Petroleum products marketers in Nigeria anticipate a nationwide fuel price reduction soon, driven by imported petrol costing N77 less per liter than Dangote Refinery’s gantry price of N799.
Abubakar Maigandi, president of the Independent Petroleum Marketers Association of Nigeria (IPMAN), shared this outlook in a Daily Post interview on Monday.
Data from the Major Energies Marketers Association of Nigeria (MEMAN) confirmed the import parity edge, creating fresh challenges for marketers amid Dangote’s call to shun costlier coastal supplies.
Retail prices currently hover at N839-N905 per liter in Abuja, but Lagos stations have dipped to N817—below Dangote-backed MRS outlets at N839—hinting at broader cuts.
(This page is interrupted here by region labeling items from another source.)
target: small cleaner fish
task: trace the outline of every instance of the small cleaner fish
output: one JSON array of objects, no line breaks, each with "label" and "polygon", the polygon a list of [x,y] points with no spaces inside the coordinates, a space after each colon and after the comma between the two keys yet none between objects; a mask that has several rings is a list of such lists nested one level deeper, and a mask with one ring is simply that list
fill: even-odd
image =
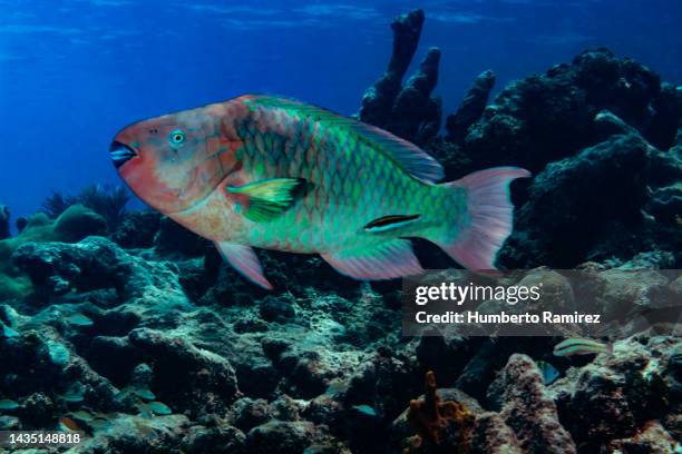
[{"label": "small cleaner fish", "polygon": [[512,231],[509,182],[530,175],[499,167],[439,185],[442,167],[406,140],[251,95],[133,124],[110,157],[139,198],[267,289],[253,247],[320,254],[372,280],[421,273],[407,239],[420,237],[467,268],[494,269]]}]

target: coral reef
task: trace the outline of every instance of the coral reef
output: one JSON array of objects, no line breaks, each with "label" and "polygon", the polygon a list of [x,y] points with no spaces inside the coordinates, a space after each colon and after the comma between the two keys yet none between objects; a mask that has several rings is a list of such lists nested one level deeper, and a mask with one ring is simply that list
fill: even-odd
[{"label": "coral reef", "polygon": [[[680,89],[592,50],[487,107],[495,77],[483,72],[439,136],[440,53],[402,85],[423,21],[393,22],[391,62],[360,118],[423,145],[448,178],[534,170],[514,184],[501,265],[578,266],[604,289],[605,315],[682,295],[661,270],[682,263]],[[267,293],[169,219],[126,213],[125,194],[88,191],[56,193],[47,215],[0,240],[0,430],[80,428],[86,443],[70,452],[107,454],[680,450],[679,335],[649,329],[572,358],[553,356],[553,337],[405,338],[399,283],[259,251]],[[586,309],[559,273],[524,279]],[[558,379],[546,385],[537,362]]]},{"label": "coral reef", "polygon": [[431,98],[438,81],[440,50],[431,48],[419,70],[402,87],[402,78],[412,61],[423,26],[423,11],[397,17],[393,52],[387,71],[362,97],[358,118],[379,126],[417,145],[432,139],[440,128],[440,100]]},{"label": "coral reef", "polygon": [[42,203],[42,213],[56,219],[70,206],[80,204],[91,209],[107,220],[110,228],[115,228],[123,220],[126,205],[130,201],[130,194],[123,186],[108,187],[91,184],[84,187],[75,196],[53,191]]},{"label": "coral reef", "polygon": [[0,204],[0,240],[10,237],[10,211],[9,208]]}]

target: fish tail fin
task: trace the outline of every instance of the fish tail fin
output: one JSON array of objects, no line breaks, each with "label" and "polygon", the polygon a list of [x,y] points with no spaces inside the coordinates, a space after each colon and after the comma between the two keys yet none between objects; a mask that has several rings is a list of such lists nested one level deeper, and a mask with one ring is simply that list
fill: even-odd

Maigandi, noting 80% of IPMAN members source from Dangote, attributed price gaps to logistics and volume discounts: N20 off for over 2 million liters, N25 for 5 million-plus. “We recommend Dangote for his contributions,” he said, predicting competition from imports and future refineries will drive prices lower. Lagos sales hit N820-N825, Abuja N870-N875.
This follows Dangote’s January gantry hike from N699 to N799, reversing December vows of N739 retail. Crude traded at $64.36 (WTI) and $69.15 (Brent) per barrel Monday evening.